# New whiteface male? has a bit of an attitude



## ssbam1986 (Mar 15, 2013)

Hi I am a new cockatiel owner and I have a whiteface male (I think) and he is hand tame to the extent that he eagerly will come out of his cage but he does not like my hands at all. I cant pet him whatsoever. He also tends to pick at everything my fingernails cuticles or any minor cut or scrape on my hands and when I move my fingers to make him stop he squeaks at me and bites (not too hard). Is this just his personality? I can deal with it its not a big deal just hoping he isnt getting "wild" on me so to speak.
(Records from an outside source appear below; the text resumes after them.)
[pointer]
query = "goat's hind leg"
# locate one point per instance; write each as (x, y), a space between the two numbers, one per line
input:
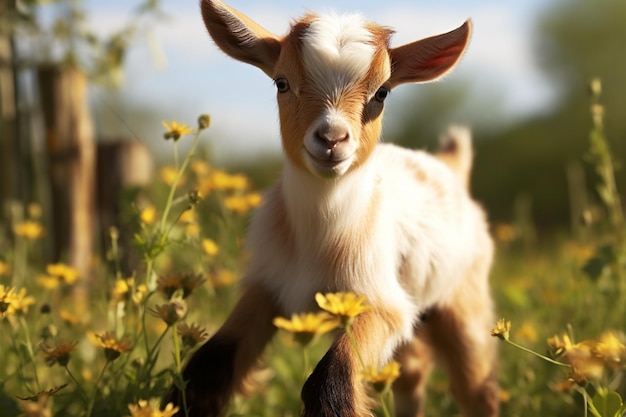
(219, 367)
(416, 362)
(459, 333)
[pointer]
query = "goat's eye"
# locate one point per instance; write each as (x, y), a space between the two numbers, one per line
(381, 94)
(281, 85)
Any advice about my cantankerous little guy would be helpful. also, he is probably only about three months old so maybe I am rushing the bonding?


----------



## Bigb93 (Mar 15, 2013)

What ever you do don't give up with trying to get him used to your hands. We did as our Charlie was a biter, and now he needs antibiotics its impossible to hold him still :/


----------



## Ghosth (Jun 25, 2012)

A most birds hate to be petted. 

B wait until he bows his head to pick under a fingernail and gently scratch the back of his head instead.

C My Cara will "preen" any cut, scab, freckle, or imperfection and try to remove it.
You have to teach them to be gentle about it. And when to quit.

Sometimes a vocal cue will help. When he hurts you say loudly "ackackackackackackack"

When he is being good, coo like a pidgeon or dove.

When he is sitting nicely on hand reach out a single finger an inch or 2 away and wiggle it every so small wiggles. Then just slowly reach to the back of his head. Once started let the bird put his head where he wants it, just like a cat will move its head to where it wants to be rubbed. 

Keep the motion small and gentle, they are just little guys.


----------



## moonchild (Jul 29, 2012)

My tiels are all the same way, I think it's just a tiel thing. 
Even Gypsy, who will demand head scratches endlessly, will get hissy and indignant if I move her or touch her when she doesn't want to be messed with. She will bite (though not hard), which I know I fully deserve because I'm ignoring her clear warnings to let her be. Juju is another scritch-lover who will bite if I touch the wrong spot, or do something else he doesn't like. It's just their way of communicating displeasure...if they were REALLY mad we'd be bleeding! :lol:


----------



## wandalee (Feb 17, 2013)

I've had my guy for 6 weeks now.. he steps up for me and tolerates me, but he still goes to bite and sometimes hiss at me when I go to get him out of the cage.. I just ignore it and he steps up. Still working on head scratches & pats, he just runs up to my shoulder when I try that :/

Keep at it


----------